Pagou – que remédio – e seguiu a companhia. Nunca tinha ouvido falar do filme, nunca tinha pensado para além da pós-sessão. Ligava pouco a cinema. As luzes apagaram-se, o filme arrancou. Um rapaz e uma rapariga. Gostam um do outro. Namoro conturbado – ele esboçou o primeiro sorriso. Diferenças sociais, a família não ajuda – começou a estranhar. Separam-se – ajeitou a sua posição, começou a ficar desconfortável. Ele escreve mas ela nunca lê as suas cartas – mas porquê, pensou já zangado! Encontram-se anos depois, chove, eles ainda se amam eles sempre se amaram – sorriu mais aliviado mas pensou nos velhotes, quem são os velhotes?
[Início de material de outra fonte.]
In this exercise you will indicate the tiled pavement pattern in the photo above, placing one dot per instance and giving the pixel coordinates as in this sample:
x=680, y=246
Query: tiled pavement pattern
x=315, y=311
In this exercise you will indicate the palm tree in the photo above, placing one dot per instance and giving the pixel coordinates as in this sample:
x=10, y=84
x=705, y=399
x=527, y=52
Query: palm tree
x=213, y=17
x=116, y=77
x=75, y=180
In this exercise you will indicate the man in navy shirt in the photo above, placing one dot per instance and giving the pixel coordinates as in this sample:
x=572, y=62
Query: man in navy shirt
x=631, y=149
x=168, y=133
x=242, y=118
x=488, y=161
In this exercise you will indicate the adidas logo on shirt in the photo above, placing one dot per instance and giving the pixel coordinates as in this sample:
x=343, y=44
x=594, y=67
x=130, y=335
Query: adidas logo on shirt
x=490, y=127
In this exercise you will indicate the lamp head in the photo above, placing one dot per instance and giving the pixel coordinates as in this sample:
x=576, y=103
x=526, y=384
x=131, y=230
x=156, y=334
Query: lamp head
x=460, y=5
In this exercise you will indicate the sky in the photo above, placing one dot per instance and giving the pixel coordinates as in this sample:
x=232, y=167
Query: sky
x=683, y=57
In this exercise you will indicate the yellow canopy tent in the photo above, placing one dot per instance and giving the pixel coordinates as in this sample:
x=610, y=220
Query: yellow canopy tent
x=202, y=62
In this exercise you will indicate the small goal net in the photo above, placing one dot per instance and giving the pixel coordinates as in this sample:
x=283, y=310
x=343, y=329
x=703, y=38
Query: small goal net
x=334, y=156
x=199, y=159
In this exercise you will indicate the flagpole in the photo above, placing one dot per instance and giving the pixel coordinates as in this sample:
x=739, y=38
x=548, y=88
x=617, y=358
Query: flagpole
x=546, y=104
Os velhotes são eles, velhotes, ela tem Alzheimer e ele conta-lhe todos os dias a sua história de amor – oh não mas que filme sádico e triste é este?! Porque não podem ficar juntos, tipo, porquê?! Pensou e quando Allie de repente já não conhece Noah e o afasta, ele cai nas lágrimas. Chora que nem o bebé que nunca foi. E chora. E chora. Ele, perdido de amores por o amor de outros. Ela, a seu lado, boceja e tira estrategicamente o pacote de lenços. Ele recebe-os e continua a chorar. Pronto pronto, diz ela agarrando-lhe meticulosamente na mão. Era a quarta vez que via o filme, e ele tinha sido o mais rápido a quebrar. Ela estudava cada caso com cautela. Primeiro abria o site e carregava no link certo. O cardápio iluminava as diversas opções. E eram muitas as sessões, nas mais variadas salas, para os mais variados olhos. O filme porém não podia ser este ou aquele, aquele ou o outro, tinha de ser um enternecedor e lamechas filme de amor.